Compiler-Verified Postconditions¶
transforms calculate_total(items List<OrderItem>, discount Discount, tax TaxRule) Price
ensures result >= 0
from
sub as Price = subtotal(items)
discounted as Price = apply_discount(discount, sub)
apply_tax(tax, discounted)
The ensures clause is type-checked at compile time. The compiler generates property tests that verify the postcondition across thousands of random inputs at runtime.
Combined Example¶
type Clamped is Integer where low .. high
transforms clamp(value Integer, low Integer, high Integer) Clamped
requires low <= high
ensures result >= low
ensures result <= high
from
max(low, min(value, high))
Here, the refinement type Clamped does the heavy lifting.

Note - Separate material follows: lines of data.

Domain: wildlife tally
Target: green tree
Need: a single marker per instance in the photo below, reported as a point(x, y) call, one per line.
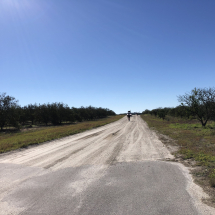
point(7, 106)
point(201, 103)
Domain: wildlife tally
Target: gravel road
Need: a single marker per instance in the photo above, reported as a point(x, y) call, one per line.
point(121, 168)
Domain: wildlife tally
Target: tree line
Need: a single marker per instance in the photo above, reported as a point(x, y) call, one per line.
point(12, 114)
point(198, 104)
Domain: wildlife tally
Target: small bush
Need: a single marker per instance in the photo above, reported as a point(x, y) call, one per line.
point(212, 178)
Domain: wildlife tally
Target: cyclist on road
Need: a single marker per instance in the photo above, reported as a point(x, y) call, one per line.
point(129, 115)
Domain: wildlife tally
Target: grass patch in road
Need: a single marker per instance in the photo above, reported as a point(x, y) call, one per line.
point(12, 141)
point(195, 142)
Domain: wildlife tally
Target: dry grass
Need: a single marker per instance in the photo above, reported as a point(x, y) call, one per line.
point(195, 142)
point(12, 141)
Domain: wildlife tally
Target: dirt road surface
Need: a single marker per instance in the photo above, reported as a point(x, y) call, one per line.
point(118, 169)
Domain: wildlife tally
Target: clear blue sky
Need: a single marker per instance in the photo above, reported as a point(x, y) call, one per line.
point(120, 54)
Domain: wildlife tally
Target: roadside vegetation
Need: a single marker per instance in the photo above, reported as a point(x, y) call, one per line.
point(23, 138)
point(13, 115)
point(34, 124)
point(192, 127)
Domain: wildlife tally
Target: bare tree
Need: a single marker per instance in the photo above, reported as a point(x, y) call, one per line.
point(201, 103)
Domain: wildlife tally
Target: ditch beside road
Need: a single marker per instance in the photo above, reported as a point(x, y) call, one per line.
point(119, 168)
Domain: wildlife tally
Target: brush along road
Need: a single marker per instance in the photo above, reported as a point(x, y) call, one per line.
point(119, 168)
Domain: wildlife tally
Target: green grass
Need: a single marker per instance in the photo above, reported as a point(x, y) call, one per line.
point(195, 141)
point(12, 141)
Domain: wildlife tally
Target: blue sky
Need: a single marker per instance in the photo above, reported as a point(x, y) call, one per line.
point(120, 54)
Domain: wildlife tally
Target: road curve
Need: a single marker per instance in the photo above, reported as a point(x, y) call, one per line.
point(120, 168)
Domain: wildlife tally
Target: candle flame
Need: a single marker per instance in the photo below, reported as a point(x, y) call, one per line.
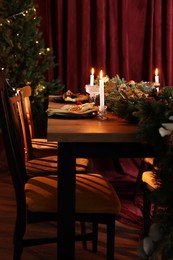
point(101, 74)
point(156, 72)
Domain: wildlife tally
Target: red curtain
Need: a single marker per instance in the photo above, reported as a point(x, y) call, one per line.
point(126, 37)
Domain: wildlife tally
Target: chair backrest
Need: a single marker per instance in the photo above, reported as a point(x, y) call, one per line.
point(26, 92)
point(25, 125)
point(14, 147)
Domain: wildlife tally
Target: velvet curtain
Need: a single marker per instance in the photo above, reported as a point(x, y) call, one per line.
point(126, 37)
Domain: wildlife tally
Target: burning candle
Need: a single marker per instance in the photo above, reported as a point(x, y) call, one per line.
point(101, 86)
point(156, 76)
point(92, 77)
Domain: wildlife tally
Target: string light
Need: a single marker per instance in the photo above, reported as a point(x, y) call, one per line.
point(24, 13)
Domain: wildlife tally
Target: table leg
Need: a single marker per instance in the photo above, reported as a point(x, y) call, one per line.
point(66, 202)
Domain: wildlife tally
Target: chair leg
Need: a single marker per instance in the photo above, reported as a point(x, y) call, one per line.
point(110, 239)
point(146, 211)
point(95, 237)
point(83, 232)
point(142, 168)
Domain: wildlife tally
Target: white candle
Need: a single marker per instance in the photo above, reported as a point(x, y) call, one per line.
point(92, 77)
point(101, 86)
point(156, 76)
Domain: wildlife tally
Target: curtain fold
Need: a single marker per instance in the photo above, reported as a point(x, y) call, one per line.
point(126, 37)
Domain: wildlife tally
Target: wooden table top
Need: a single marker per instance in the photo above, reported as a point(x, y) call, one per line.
point(114, 129)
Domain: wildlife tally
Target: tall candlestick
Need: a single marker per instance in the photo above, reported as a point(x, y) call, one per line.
point(101, 85)
point(92, 77)
point(156, 76)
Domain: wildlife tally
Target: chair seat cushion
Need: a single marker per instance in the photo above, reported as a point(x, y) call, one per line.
point(148, 177)
point(94, 194)
point(49, 165)
point(44, 143)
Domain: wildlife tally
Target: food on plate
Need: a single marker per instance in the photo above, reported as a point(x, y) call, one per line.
point(79, 108)
point(72, 97)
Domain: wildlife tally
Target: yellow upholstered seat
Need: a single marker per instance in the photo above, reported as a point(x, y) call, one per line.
point(48, 165)
point(93, 194)
point(148, 178)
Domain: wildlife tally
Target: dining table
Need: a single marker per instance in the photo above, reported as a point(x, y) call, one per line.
point(87, 137)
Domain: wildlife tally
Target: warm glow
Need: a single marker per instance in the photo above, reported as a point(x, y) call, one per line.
point(156, 72)
point(101, 74)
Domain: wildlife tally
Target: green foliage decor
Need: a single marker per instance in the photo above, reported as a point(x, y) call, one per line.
point(24, 58)
point(152, 111)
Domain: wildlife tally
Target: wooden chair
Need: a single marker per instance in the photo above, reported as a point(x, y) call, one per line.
point(36, 197)
point(146, 164)
point(41, 161)
point(150, 185)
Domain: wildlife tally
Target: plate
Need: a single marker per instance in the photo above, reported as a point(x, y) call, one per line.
point(73, 115)
point(86, 110)
point(81, 98)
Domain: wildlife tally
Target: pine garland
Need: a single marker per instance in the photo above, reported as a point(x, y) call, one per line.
point(153, 113)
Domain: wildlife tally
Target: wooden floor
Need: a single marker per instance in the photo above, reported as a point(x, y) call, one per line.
point(126, 238)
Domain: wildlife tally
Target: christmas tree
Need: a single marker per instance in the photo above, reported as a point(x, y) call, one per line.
point(24, 59)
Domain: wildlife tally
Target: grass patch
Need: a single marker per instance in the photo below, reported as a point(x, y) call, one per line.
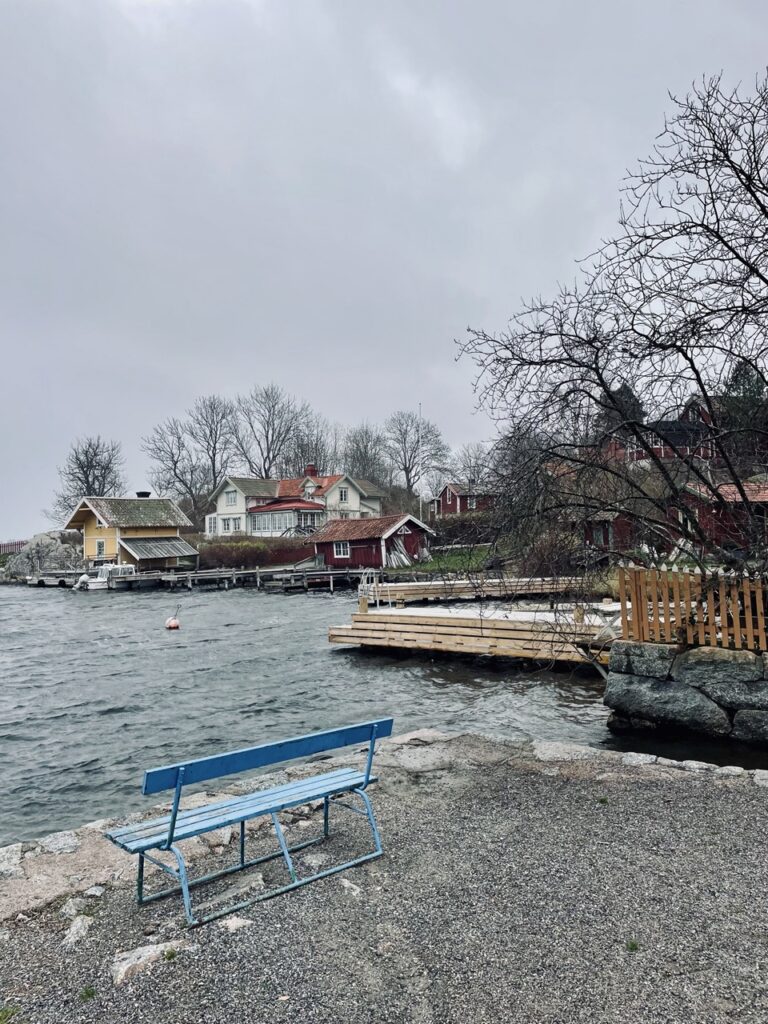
point(459, 560)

requires valid — Validation and Narrowing¶
requires valid func(param) is a special form that does three things at once:
- Contract — asserts the
validatesfunction returns true for the argument - Type narrowing — unwraps
Option<T>andResult<T, E>parameters toTinside the function body - Return narrowing — if a called function returns
Result<T, E>orOption<T>and its arguments are narrowed byrequires valid, the return type is narrowed toTand automatically unwrapped
This is the idiomatic way to handle validated data in Prove. Rather than manually unwrapping and checking errors, you declare the validation requirement up front and the compiler generates the correct unwrap code.
module Main
Parse validates toml creates toml
/// Parse validated TOML data into a Config record
matches config(data Result<String, Error>) Config
requires valid toml(data)
from
Config(toml(data))
Here data is Result<String, Error>. The requires valid toml(data) clause:
- Calls
Parse.validates tomlto checkdatais valid - Narrows
datafromResult<String, Error>toStringinside the body - Since
toml(data)now receivesString, the compiler resolves tocreates toml(source String) Result<Table<Value>, String>— notreads toml(value Value) String - The return type
Result<Table<Value>, String>is also narrowed toTable<Value>because the argument was validated - The
Table<Value>is then mapped to theConfigrecord fields automatically
Without requires valid, you would need to manually unwrap the Result, call the right overload, and handle errors — requires valid collapses all of that into a single declaration.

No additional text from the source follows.